Confesso que a vertente “diarista” que é mais facilmente associada aos blogs, não me atraiu quando a Mónica começou a partilhar comigo o seu entusiasmo por este meio de comunicação e quando ainda eram poucos os que a conheciam e menos ainda os que a usavam em Portugal. Porém, cedo verifiquei que havia muito potencial nesta ferramenta que de repente nos era oferecida e que podíamos explorar para os mais variados fins.

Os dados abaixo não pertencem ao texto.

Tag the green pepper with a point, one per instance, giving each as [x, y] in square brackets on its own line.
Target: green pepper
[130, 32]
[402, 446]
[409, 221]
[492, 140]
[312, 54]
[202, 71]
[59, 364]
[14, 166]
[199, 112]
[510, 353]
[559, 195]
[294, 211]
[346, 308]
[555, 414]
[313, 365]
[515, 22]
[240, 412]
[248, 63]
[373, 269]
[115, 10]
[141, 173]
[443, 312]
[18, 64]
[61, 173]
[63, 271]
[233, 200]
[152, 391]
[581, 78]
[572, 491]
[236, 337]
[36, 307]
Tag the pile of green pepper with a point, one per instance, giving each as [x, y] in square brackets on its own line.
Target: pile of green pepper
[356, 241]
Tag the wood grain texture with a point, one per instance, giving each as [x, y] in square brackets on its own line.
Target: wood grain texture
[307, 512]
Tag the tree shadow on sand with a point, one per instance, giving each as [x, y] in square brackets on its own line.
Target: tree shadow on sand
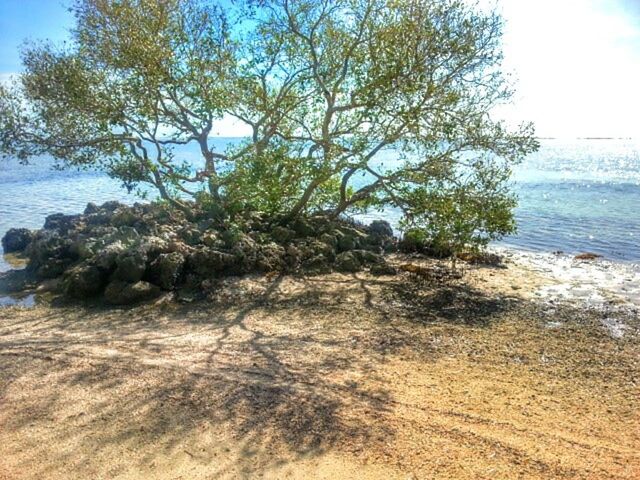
[277, 374]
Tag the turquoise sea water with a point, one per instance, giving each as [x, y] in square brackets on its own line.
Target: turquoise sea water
[577, 195]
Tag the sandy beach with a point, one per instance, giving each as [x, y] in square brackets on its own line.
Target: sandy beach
[330, 376]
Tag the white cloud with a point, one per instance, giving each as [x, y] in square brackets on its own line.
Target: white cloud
[577, 66]
[7, 77]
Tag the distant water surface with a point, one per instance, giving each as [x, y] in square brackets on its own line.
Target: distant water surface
[579, 195]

Confesso que primeiro me tornei leitora, observadora (voyeur) dos blogs dos outros, e logo depois porque gosto de experimentar coisas novas, achei que era uma boa altura de testar a sua utilidade como ferramenta de apoio às aulas. Com o sempre precioso e indispensável apoio da Mónica, surgiu o “
pensar e discutir” e depois o “
pensar discutir2”.
Esta minha primeira incursão no mundo da blogoesfera, foi limitada e continuei a manter-me numa posição “utilitarista”, mas não entusiasta. Os “pensar e discutir” cumpriram a sua função principal de repositório onde os alunos podiam ir buscar materiais, mas não foram o espaço de discussão que o nome sugeria (a culpa é toda minha porque não a estimulei, por várias razões, mas a falta de tempo é a principal... é que estas coisas consomem muito tempo!).
Mas à medida que o
B2OB crescia e eu passei da categoria de “voyeur” para outra pior, a de “parasita” (isto é, quando não me lembro de onde está a informação que preciso, vou lá ver que se calhar já a Mónica encontrou e registou), fui-me apercebendo também que a ferramenta estava mais rica e mais fácil de usar.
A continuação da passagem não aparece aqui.